What does "learning rate warm-up" mean?

It means that if you specify your learning rate to be say 2e-5, then during training the learning rate will be linearly increased from approximately 0 to 2e-5 within the first say 10,000 steps.

If your data set is highly differentiated, you can suffer from a sort of "early over-fitting". If your shuffled data happens to include a cluster of related, strongly-featured observations, your model's initial training can skew badly toward those features -- or worse, toward incidental features that aren't truly related to the topic at all.

Warm-up is a way to reduce the primacy effect of the early training examples. Without it, you may need to run a few extra epochs to get the convergence desired, as the model un-trains those early superstitions.

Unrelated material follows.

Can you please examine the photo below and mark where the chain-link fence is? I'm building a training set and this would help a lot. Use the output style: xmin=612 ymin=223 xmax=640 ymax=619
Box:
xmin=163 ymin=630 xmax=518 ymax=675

Many models afford this as a command-line option. The learning rate is increased linearly over the warm-up period. If the target learning rate is p and the warm-up period is n, then the first batch iteration uses 1*p/n for its learning rate; the second uses 2*p/n, and so on: iteration i uses i*p/n, until we hit the nominal rate at iteration n.

This means that the first iteration gets only 1/n of the primacy effect. This does a reasonable job of balancing that influence.

Note that the ramp-up is commonly on the order of one epoch -- but is occasionally longer for particularly skewed data, or shorter for more homogeneous distributions. You may want to adjust, depending on how functionally extreme your batches can become when the shuffling algorithm is applied to the training set.

There are actually two strategies for warmup, ref here.

  • constant: Use a low learning rate than base learning rate for the initial few steps.
  • gradual: In the first few steps, the learning rate is set to be lower than base learning rate and increased gradually to approach it as step number increases. As @Prune an @Patel suggested.